This is off topic, but I feel the need to say it anyway.
When I got home from class today, there were unsubstantiated reports that Gaddafi had been killed. Then I took a nap. I woke up to find that story confirmed and all over the internet, and I have three brief things to say about it. I'm no current events/world politics expert by any means, so forgive me my naïveté.
First, I think it's important that this was done by the Libyan people themselves. They started the uprising, they installed their own interim government, and they killed their tyrant, similar to the situation in Egypt and the other nations involved in the Arab Spring revolts. Iraq is a great counterexample; the United States had it's nose in all of Iraq's business, which is why, in my opinion, the situation has been so prolonged and messy. It harkens back to decolonialization problems in Africa: when and how does a nation leave another? I just feel that it is not the place of the US, or any powerful Western nation, to claim to understand the sentiments of and be able to aid the changes happening in the Arab world. So props to the Libyans who fought for their own freedom in their own country.
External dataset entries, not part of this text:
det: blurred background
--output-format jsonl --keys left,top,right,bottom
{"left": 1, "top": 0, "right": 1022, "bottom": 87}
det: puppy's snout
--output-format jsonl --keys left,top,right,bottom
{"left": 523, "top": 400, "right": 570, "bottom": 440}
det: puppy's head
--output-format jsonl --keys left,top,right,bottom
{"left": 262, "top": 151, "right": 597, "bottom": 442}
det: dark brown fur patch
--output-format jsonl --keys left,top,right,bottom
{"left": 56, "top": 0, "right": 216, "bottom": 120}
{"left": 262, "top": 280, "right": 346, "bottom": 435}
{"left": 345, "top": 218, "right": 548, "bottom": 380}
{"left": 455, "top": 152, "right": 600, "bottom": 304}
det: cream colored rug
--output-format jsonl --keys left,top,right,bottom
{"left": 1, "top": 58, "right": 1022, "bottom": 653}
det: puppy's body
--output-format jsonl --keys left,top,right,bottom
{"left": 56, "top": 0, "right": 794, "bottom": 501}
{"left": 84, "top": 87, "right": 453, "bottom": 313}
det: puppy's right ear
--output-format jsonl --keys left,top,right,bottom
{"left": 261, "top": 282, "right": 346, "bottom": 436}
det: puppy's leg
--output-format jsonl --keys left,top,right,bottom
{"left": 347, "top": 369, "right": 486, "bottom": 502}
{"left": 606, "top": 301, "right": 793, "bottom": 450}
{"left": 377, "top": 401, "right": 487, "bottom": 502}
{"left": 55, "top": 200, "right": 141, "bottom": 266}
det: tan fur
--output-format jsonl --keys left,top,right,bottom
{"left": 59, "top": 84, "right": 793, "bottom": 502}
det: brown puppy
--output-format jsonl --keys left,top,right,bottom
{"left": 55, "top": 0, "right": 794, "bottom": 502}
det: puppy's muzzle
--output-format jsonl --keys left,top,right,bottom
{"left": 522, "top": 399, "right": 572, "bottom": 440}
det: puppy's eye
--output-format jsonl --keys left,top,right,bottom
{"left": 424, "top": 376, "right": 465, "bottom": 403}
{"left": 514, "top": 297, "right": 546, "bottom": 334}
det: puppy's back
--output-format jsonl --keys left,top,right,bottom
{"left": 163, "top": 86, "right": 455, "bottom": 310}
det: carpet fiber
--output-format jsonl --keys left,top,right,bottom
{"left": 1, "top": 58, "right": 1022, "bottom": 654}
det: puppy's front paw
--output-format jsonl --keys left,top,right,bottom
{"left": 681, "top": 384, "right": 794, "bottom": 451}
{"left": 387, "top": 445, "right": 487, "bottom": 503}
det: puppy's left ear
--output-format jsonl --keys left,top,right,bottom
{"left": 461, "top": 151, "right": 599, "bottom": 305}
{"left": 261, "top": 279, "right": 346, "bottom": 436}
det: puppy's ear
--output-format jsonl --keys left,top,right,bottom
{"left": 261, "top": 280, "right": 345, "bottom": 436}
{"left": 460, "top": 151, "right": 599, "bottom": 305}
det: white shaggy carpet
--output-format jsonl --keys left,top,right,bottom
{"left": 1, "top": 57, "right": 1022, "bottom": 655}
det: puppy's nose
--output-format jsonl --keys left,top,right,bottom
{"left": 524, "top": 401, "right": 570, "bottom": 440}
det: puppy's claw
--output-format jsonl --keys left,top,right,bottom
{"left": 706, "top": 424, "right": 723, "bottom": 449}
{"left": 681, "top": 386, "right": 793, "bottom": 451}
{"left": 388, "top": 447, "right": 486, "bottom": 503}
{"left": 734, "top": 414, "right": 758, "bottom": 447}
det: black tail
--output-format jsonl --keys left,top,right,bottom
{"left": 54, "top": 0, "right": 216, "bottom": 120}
Second, I feel like the world is about to boil over. There have been so many protests and big movements of late. I could just be more attuned to them now than in the past because I'm older and more aware of world news, but something powerful seems to be happening. From immigration marches in the US, to the Arab Spring movements, to the Global Occupy movement, it really feels like someone has lit a fire under everyone's asses, and it's kind of exciting in a watch-from-my-couch sort of way.
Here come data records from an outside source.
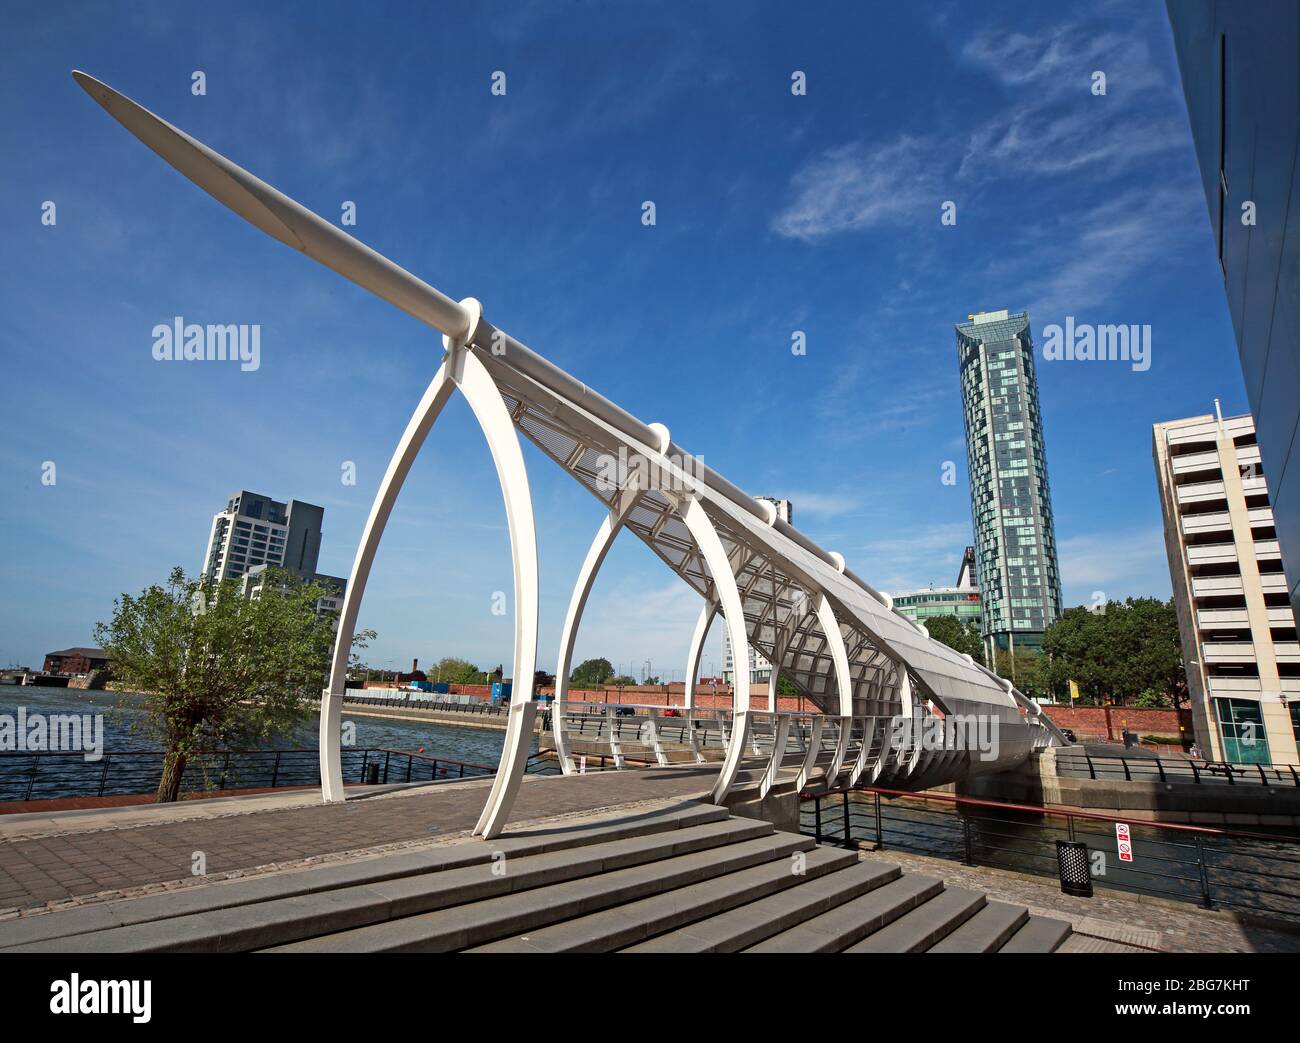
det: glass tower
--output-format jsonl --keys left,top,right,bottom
{"left": 956, "top": 310, "right": 1062, "bottom": 659}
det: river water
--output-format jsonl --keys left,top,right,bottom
{"left": 0, "top": 685, "right": 521, "bottom": 800}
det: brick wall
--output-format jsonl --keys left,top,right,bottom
{"left": 1041, "top": 705, "right": 1192, "bottom": 740}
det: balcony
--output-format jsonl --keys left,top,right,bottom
{"left": 1182, "top": 511, "right": 1231, "bottom": 536}
{"left": 1171, "top": 450, "right": 1219, "bottom": 475}
{"left": 1191, "top": 575, "right": 1244, "bottom": 598}
{"left": 1268, "top": 608, "right": 1297, "bottom": 626}
{"left": 1197, "top": 608, "right": 1249, "bottom": 628}
{"left": 1177, "top": 480, "right": 1226, "bottom": 505}
{"left": 1207, "top": 676, "right": 1263, "bottom": 695}
{"left": 1261, "top": 573, "right": 1289, "bottom": 594}
{"left": 1255, "top": 539, "right": 1282, "bottom": 560}
{"left": 1186, "top": 542, "right": 1238, "bottom": 566}
{"left": 1201, "top": 642, "right": 1258, "bottom": 663}
{"left": 1274, "top": 642, "right": 1300, "bottom": 664}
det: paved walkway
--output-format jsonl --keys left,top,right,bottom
{"left": 0, "top": 766, "right": 715, "bottom": 915}
{"left": 858, "top": 847, "right": 1300, "bottom": 954}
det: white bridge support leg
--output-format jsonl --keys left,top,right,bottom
{"left": 682, "top": 600, "right": 716, "bottom": 763}
{"left": 667, "top": 497, "right": 750, "bottom": 806}
{"left": 816, "top": 593, "right": 855, "bottom": 786}
{"left": 320, "top": 360, "right": 456, "bottom": 803}
{"left": 552, "top": 484, "right": 644, "bottom": 775}
{"left": 457, "top": 345, "right": 541, "bottom": 840}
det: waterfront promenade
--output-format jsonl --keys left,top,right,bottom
{"left": 1, "top": 767, "right": 1296, "bottom": 952}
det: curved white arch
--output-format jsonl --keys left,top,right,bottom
{"left": 815, "top": 592, "right": 855, "bottom": 785}
{"left": 455, "top": 346, "right": 540, "bottom": 840}
{"left": 551, "top": 483, "right": 645, "bottom": 775}
{"left": 668, "top": 497, "right": 751, "bottom": 806}
{"left": 320, "top": 359, "right": 456, "bottom": 802}
{"left": 682, "top": 599, "right": 717, "bottom": 713}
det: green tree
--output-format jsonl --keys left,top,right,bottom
{"left": 570, "top": 657, "right": 615, "bottom": 689}
{"left": 776, "top": 675, "right": 802, "bottom": 697}
{"left": 609, "top": 674, "right": 637, "bottom": 687}
{"left": 922, "top": 614, "right": 985, "bottom": 665}
{"left": 431, "top": 656, "right": 487, "bottom": 685}
{"left": 96, "top": 567, "right": 355, "bottom": 803}
{"left": 1040, "top": 597, "right": 1186, "bottom": 707}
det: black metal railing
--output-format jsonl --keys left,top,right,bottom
{"left": 0, "top": 747, "right": 560, "bottom": 803}
{"left": 801, "top": 786, "right": 1300, "bottom": 923}
{"left": 1056, "top": 750, "right": 1300, "bottom": 787}
{"left": 338, "top": 693, "right": 511, "bottom": 717}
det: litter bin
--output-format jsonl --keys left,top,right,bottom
{"left": 1055, "top": 840, "right": 1093, "bottom": 897}
{"left": 363, "top": 763, "right": 380, "bottom": 785}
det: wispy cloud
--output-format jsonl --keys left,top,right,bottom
{"left": 772, "top": 136, "right": 943, "bottom": 240}
{"left": 1057, "top": 527, "right": 1172, "bottom": 603}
Lastly, being the history nerd that I am, I'm intrigued by the label that has been put on this movement, the "Arab Spring". I can't help but be interested in the fact that the next generation will be memorizing that term for their world history classes. It blows my mind a little bit. It also makes me think about the history I study. For example, "Renaissance", renascimento, these are 18th century labels put on an era by a historian named Jacob Burkhardt. And we learn about what was called the Great War while it was happening as the First World War. So how do we label things to study them? Is it fair to think about things in terms of late labels given them by historians? And how does this work when Western news outlets label movements in the Arab world? How can we conceptualize the events happening in Libya, both as they relate to us as the so-called Arab Spring, and as they are being experienced by the Libyans, who, as far as I can guess, are not thinking about this movement in those terms? Something I just can't not think about.